I have moved all xcpng VM's from this and removed it from the main pool, now on it's own pool. Will have 2 unimportant VN's running on it, all else on Protectli.
-
@imaginapix True BUT this doesn't help if you pick the higher end one, which you would for running a hypervisor.
AND their stance on this is well: you're on your own. See my other post. -
@steff22 You should. It's been very popular on Youtube (most getting their units for free for promotion) BUT nobody speeks of this (to my knowledge).
I had nothing but trouble with it. -
Speaking of Protectli, good news coming in the next months Stay tuned.
-
@olivierlambert NICE!
Can only speak VERY positive on them!!!!
-
E+P cores are not support in the kernel, have you tried running with only E or P cores enabled?
My 13 Gen MS-01’s with Intel microcode installed work great with Proxmox. Running xcp-ng on D-1541’s still, so all good there
-
@iLix Good for you. Other's may vary as we have seen.....
-
Well, at my surprise, XCP-ng works with P/E cores (even if it's more by luck than by design). I'll run extensive tests with a Protectli unit I just received
-
@iLix No, have not tried with only E or P cores.
But I thought I had triggered an error when I tried to test the cpu by assigning all 20 cores to 1 windows vm and running the cpu test test program for 15 min with 100% cpu usage. This did not cause any problems. also no problems with it getting too high a temperature.
So it is a bit strange that this error occurs when ms 01 is almost idle, the vms that are running use very little cpu. is at 0% to 4% cpu use on the xcp-ng host mostly all day
Have installed the latest bios but have not done anything with the Intel microcode.
How do I see which version of Intel microcode I have and how do I update this? -
@olivierlambert But am I right about the backup that I can't trust them?
I must have held the power button in to force reboot opposite 5 times now I think. But notice no errors on xcp-ng or other vms that are running, everything just starts working again after a reboot.How much can Xcp-ng 8.3 withstand this extreme treatment before I should fear corrupt system files on Xcp-ng itself?
-
Just received it for testing purpose
-
@olivierlambert Running also on a VP6670 with 64GB RAM (which seems is what you got). So anything you want me to test, fire away
-
I wonder about the power draw difference with and without the P cores (leaving only the E cores).
-
That is great to hear that E/P-cores are working. I now have a migration project on my hands
-
@steff22 You should not need the microcode if xcp-ng works out of the box with hybrid CPU's.
When you force the power off, are the VM's reset time the same as for the host?
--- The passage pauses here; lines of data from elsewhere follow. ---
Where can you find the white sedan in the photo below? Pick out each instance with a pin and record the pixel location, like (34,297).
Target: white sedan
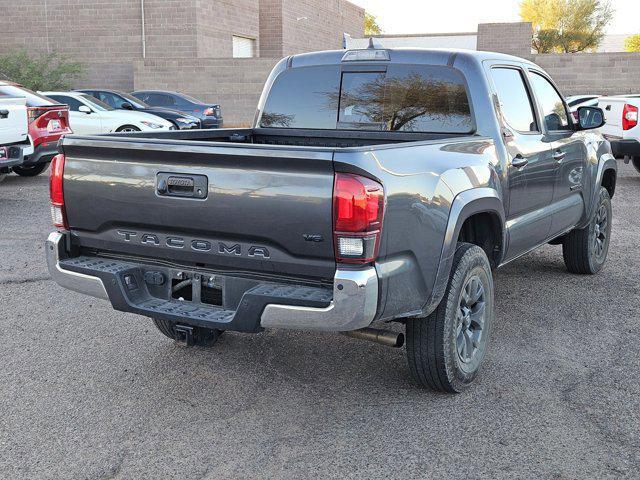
(88,116)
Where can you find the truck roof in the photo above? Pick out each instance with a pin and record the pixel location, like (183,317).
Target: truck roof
(405,55)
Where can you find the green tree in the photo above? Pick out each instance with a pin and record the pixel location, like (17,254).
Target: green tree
(371,26)
(632,43)
(45,71)
(567,26)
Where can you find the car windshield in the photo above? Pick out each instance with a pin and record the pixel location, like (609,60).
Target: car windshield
(33,99)
(189,98)
(136,102)
(96,104)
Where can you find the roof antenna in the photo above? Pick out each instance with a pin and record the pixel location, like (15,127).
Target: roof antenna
(374,43)
(346,38)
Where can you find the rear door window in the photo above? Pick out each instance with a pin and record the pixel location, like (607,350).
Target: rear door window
(304,97)
(553,109)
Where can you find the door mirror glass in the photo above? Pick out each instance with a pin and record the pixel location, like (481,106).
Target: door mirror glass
(590,117)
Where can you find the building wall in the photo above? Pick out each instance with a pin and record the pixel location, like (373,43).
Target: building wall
(270,28)
(511,38)
(236,84)
(219,20)
(599,73)
(309,25)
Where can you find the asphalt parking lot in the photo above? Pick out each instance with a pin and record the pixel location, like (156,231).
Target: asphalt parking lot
(88,392)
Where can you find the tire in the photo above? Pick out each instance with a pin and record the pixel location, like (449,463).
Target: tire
(202,337)
(585,250)
(446,349)
(128,128)
(30,170)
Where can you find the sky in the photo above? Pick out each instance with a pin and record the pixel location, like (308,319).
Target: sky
(440,16)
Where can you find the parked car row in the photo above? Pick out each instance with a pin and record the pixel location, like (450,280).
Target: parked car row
(621,127)
(31,123)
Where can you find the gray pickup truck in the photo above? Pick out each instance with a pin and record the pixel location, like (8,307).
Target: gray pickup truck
(375,186)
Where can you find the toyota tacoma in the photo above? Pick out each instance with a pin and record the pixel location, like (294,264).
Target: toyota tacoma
(375,186)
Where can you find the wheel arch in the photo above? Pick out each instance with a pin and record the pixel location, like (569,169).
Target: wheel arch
(469,209)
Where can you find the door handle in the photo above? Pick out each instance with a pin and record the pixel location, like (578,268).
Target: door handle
(519,161)
(559,155)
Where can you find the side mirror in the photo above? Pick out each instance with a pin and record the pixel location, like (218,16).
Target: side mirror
(590,118)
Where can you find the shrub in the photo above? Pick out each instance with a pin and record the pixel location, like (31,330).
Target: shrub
(46,71)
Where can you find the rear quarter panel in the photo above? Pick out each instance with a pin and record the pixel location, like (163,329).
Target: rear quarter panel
(421,181)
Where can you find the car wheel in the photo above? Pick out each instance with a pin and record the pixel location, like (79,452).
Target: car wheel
(585,250)
(446,349)
(128,128)
(30,170)
(201,337)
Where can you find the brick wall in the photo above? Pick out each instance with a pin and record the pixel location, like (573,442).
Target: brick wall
(600,73)
(309,25)
(511,38)
(271,28)
(235,84)
(219,20)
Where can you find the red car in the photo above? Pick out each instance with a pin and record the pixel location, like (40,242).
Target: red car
(48,121)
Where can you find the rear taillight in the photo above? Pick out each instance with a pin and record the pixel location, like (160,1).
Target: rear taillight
(629,116)
(34,113)
(56,193)
(358,209)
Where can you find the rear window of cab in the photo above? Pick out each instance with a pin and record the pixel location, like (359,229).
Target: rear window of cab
(398,97)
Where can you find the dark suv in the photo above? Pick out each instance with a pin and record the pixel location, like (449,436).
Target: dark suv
(124,101)
(208,113)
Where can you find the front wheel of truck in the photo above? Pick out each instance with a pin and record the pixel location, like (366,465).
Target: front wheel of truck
(585,250)
(446,349)
(191,336)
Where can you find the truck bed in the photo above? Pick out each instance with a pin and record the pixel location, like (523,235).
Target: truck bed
(291,137)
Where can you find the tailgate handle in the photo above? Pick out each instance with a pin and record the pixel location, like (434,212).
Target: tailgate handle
(190,186)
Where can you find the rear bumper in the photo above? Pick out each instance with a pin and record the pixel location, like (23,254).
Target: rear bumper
(42,154)
(12,156)
(625,147)
(350,305)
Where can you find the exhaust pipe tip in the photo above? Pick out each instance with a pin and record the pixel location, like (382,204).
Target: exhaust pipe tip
(377,335)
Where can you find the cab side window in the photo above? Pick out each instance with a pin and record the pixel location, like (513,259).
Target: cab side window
(554,112)
(515,102)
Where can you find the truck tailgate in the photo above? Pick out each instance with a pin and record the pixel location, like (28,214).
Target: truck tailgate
(262,209)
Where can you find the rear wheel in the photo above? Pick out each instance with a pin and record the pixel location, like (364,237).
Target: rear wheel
(201,337)
(585,250)
(30,170)
(446,349)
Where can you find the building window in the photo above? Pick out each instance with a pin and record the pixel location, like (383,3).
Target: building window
(243,47)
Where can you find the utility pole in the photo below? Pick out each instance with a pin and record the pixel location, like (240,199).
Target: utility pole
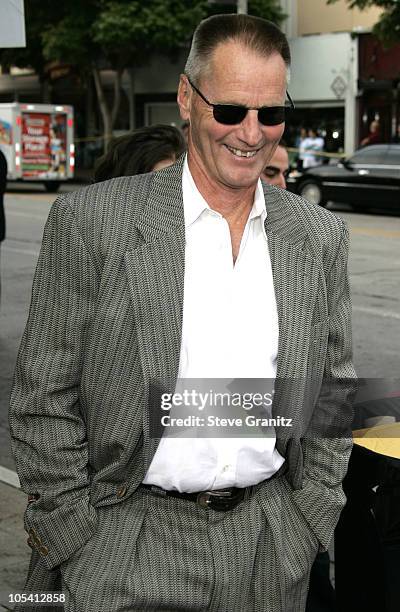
(241,5)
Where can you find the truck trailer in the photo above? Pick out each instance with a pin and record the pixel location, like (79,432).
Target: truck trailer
(38,142)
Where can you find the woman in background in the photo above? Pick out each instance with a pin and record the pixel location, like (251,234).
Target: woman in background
(143,150)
Example: Does the kernel-power off event correspond with your hosts hard reboot, if you have Windows VM's running?
-
@iLix don't know how to check the last activity log in the xcp-ng host before the ms-01 crashes.
But according to the smart house log on windows vm, the crash time was 2 hours before I forced the power off. So expect this time to be the same on all running vms and the xcp-ng host itself.
windows vm has lost direct contact with the m.2 storage at this point and cannot write more in the log. so to me it seems like the whole ms-01 freezes and crashes.
-
@steff22 Mine "crashed" before i added this to the grub.cfg "pcie_port_pm=off pcie_aspm.policy=performance" (Proxmox)
The Windows event log would state kernel-power error matching the same time as the forced reset, so the VM's are still running while in this state.
This happened while idle, I would see a lot of cluster sync errors, as if they lost connection to the network (Using the 2.5 NIC's)Maybe in the same realm as this issue:
https://xcp-ng.org/forum/topic/8092/add-kernel-boot-params-for-dom0 -
@iLix okay
is different With me, I have nothing in the windows event log since the whole ms-01 crashes, no writing to m.2 strorage from vms either. then it's the same as just pulling out the power cable when it crashes. so this indicates a cpu error or motherboard if I'm not mistaken. -
Yes, that sounds like generally faulty unit not only the CPU related stuff.